After building out our cloud infrastructure exclusively on AWS for several years, our company recently started delving into Azure. Besides being a great learning experience, it’s always good to understand and be familiar with how the basic building blocks of the cloud (compute, storage, permissions, observability) are implemented across providers.
Even if you build your product to run on an industry standard platform, the state of the cloud is such that differences in implementation can have a significant impact on migration efforts. Infrastructure-as-code solutions are not cloud agnostic; a complete rewrite of all your module and environment code is usually necessary. In short, it’s more than just running
sed -i 's/aws/azure/g' on your code base.

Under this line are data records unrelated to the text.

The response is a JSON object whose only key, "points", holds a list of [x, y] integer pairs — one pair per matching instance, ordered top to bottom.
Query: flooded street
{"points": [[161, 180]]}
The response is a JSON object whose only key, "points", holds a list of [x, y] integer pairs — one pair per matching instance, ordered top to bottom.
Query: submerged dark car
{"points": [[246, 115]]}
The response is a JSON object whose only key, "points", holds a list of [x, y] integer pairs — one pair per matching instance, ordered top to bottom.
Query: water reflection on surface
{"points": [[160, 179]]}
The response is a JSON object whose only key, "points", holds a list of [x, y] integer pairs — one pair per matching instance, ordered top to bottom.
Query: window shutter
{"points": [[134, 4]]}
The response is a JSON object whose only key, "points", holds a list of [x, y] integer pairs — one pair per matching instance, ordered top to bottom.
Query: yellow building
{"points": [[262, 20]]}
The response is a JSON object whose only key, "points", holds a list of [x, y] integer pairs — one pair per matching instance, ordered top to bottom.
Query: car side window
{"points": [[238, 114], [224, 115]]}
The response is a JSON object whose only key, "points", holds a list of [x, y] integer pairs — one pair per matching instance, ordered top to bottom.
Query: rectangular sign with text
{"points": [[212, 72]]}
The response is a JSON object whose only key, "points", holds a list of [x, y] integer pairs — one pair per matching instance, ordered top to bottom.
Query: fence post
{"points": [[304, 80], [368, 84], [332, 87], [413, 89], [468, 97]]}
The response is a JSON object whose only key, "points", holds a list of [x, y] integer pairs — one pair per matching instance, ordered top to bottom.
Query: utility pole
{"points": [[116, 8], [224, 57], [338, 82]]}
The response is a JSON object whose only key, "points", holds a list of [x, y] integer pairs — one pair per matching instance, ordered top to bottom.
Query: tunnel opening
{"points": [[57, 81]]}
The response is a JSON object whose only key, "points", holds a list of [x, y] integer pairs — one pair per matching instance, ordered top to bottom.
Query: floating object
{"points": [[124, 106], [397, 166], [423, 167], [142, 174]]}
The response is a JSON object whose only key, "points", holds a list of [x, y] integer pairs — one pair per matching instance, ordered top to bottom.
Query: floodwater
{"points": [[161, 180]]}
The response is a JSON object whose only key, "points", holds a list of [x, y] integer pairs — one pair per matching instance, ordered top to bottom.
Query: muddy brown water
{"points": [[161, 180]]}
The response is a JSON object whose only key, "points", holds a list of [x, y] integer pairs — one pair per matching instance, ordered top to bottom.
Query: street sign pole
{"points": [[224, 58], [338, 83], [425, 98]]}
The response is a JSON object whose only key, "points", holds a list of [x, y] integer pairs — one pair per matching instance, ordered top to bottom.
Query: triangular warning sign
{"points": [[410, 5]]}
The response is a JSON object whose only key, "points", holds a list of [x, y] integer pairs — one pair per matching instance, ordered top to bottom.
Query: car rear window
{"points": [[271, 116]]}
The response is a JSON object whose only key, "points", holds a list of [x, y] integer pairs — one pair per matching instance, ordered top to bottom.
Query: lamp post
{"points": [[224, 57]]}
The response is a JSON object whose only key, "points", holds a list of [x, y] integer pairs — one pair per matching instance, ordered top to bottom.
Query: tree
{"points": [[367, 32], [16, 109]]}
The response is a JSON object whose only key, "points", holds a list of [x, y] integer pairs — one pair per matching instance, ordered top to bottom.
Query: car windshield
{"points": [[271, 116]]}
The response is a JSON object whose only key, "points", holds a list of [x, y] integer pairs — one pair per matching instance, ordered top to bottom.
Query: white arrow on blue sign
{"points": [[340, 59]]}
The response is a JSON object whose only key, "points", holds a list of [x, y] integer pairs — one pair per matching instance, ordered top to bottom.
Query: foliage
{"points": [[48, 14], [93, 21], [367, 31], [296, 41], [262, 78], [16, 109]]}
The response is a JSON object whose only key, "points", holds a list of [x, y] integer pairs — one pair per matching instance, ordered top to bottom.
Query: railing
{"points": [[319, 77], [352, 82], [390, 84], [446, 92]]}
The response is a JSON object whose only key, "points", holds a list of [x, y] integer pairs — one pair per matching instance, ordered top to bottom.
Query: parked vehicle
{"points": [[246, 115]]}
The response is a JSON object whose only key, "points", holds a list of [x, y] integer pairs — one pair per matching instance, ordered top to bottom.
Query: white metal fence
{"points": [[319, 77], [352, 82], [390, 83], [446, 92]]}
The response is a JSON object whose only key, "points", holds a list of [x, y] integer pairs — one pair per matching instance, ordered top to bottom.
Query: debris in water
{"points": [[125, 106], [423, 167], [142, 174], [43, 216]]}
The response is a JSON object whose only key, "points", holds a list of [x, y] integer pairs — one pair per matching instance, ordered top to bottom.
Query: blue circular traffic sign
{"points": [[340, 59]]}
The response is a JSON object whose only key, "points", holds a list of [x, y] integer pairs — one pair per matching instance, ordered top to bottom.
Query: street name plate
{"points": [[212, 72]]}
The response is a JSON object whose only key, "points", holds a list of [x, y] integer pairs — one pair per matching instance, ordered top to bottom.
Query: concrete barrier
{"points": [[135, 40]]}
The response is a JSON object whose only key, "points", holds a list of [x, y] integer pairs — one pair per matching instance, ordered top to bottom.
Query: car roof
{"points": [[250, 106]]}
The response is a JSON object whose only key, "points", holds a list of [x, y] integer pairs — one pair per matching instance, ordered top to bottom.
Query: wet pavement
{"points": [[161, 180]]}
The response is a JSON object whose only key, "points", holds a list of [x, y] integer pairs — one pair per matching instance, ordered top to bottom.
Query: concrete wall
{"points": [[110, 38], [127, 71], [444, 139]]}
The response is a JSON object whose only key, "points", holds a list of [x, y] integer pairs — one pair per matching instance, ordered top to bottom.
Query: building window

With that said, there are obvious advantages to be had by aiming for standards compliance – even if the code is different, the same deployment tools and practices are still applicable whether you’re deploying to AWS, Azure, or GCP. By factoring the infrastructure stuff out from the business logic, development teams can focus on writing good, secure code without worrying too much over how or where (or even whether) it will run.
I’m going to focus here on the fourth building block – observability – and how I built a log delivery pipeline on Azure to complement the one we had already built with AWS.
Both cloud providers offer a variety of managed load balancer solutions. On AWS, we’re using Application Load Balancer to front our workload running on EKS. The load balancers log all traffic to an S3 storage bucket. Those log writes trigger a Lambda function which parses and forwards the logs to Datadog.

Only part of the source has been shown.